As the legislative findings recite (see East New York Sav. Bank v. Hahn, 293 N. Y. 622, affd. 326 U. S. 230) and as our records show and we all know, the possession by young people in the public streets and parks in New York City of knives and other sharp pointed or edged instruments "resulted in the commission of many homicides, robberies, maimings and assaults of and upon the people of the city ”, and the continued possession of such instruments by the young people of the city presented an ever present danger of teen-age gang wars. The members of the City Council, exercising their police power, enacted that the possession or carrying of such instruments in public places in New York City by persons under 21 years of age should be a punishable offense. The statute is surely of equal validity with section 1896 of the Penal Law, which makes it a misdemeanor to sell or possess a switchblade knife. It does not go nearly so far as subdivision g of section 436-5.0 of the Administrative Code of the City of New York, which makes criminal the selling or possession of an imitation pistol or revolver of particular color or appearance (see People v. Weinstein, 4 N Y 2d 986), or section 1894-a of the Penal Law, which penalizes the sale of ordinary fireworks.
I see nothing vague or indefinite about this local law. It forbids the carrying in public places of knives and sharp pointed or edged instruments 1 ‘ which may be used for cutting or puncturing ”. Of course, that outlaws some articles which could be used for peaceful purposes but the statute contains carefully drawn exceptions. It excludes from its coverage persons whose possession of such knives or instruments is necessary in their occupations, and persons who are licensed hunters, trappers or fishermen. It exempts members of the Boy Scouts of America *62and similar organizations when the possession of knives is necessary for the activities of the organization, and it excludes all cases where the knife or instrument is carried for a lawful purpose not including self-defense or amusement. Why should there be any difficulty in construing or applying such language?
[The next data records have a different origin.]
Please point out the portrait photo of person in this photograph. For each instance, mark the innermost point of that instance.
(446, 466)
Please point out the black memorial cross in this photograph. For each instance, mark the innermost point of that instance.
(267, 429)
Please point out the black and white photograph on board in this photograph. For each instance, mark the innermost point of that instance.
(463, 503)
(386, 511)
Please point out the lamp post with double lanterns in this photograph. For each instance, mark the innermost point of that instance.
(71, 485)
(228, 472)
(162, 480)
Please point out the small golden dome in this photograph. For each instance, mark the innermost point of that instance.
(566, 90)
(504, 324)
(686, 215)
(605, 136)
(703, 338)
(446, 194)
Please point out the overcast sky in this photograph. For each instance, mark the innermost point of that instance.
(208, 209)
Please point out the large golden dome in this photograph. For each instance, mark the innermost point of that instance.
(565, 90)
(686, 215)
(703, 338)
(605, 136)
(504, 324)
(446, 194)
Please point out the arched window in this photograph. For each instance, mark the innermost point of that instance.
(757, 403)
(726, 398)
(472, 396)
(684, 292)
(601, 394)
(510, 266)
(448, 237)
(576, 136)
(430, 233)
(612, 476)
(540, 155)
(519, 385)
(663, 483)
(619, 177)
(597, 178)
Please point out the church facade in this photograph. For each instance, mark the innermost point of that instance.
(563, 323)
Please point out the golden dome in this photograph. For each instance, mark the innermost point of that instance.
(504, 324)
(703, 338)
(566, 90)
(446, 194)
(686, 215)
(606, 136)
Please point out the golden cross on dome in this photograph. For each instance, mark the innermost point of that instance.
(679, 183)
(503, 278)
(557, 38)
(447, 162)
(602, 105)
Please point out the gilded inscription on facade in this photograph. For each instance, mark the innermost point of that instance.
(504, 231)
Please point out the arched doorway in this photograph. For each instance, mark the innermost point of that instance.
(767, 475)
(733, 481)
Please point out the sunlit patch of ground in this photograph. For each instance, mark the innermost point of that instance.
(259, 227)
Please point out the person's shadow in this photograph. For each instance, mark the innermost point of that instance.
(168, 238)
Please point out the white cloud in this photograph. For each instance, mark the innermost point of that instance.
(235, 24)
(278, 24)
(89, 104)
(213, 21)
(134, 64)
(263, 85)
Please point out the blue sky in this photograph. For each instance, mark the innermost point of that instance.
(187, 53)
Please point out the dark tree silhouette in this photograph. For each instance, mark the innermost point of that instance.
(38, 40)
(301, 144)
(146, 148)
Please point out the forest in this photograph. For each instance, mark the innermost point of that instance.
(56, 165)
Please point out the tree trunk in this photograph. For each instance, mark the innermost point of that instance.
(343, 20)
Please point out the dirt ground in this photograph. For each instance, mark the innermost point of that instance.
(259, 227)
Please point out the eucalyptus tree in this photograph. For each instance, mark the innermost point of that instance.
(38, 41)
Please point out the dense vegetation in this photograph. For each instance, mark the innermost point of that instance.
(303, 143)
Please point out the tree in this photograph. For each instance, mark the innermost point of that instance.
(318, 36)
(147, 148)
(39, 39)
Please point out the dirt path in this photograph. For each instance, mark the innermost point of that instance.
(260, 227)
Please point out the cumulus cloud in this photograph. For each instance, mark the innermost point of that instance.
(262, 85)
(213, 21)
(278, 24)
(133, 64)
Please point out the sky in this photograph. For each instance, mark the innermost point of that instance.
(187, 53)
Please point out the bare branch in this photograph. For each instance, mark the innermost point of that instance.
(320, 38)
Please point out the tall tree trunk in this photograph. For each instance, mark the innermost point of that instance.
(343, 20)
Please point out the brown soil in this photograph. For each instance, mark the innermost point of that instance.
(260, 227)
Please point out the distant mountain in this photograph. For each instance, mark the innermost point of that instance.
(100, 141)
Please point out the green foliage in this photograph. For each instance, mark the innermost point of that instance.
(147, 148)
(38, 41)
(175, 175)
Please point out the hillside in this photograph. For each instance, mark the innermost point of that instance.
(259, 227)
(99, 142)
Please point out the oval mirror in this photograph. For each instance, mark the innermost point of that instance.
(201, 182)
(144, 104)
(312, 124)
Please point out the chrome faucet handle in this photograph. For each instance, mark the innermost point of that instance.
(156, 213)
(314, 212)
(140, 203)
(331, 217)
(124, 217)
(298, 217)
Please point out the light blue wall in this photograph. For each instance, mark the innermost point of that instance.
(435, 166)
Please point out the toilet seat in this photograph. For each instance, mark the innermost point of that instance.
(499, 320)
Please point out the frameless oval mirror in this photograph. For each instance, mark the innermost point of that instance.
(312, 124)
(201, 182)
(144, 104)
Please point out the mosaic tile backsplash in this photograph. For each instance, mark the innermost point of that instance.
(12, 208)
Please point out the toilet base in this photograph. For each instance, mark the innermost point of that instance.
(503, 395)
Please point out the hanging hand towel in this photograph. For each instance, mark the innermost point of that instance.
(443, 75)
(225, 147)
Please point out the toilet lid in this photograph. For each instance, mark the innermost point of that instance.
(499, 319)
Of course, this is a drastic statute but it was enacted by reasonable and practical men to deal with a desperaté situation and to protect the peace and safety of a crowded city, difficult to govern at best. None of the cases cited in the majority opinion invalidate such a law. With proper self-restraint we have consistently refused to strike down police power statutes except as a “last resort ” and have consistently applied the presumption of constitutionality (Wiggins v. Town of Somers, 4 N Y 2d 215). This is notably a case for such self-restraint. The courts should not interfere with the local legislature’s reasonable and intelligent efforts to deal with public, widespread disorder.
The judgment should be affirmed.
Judges Ftjld, Froessel, Burke and Foster concur with Judge Van Voorhis ; Chief Judge Desmond dissents in an opinion in which Judge Dye concurs.
Judgment reversed and complaint dismissed.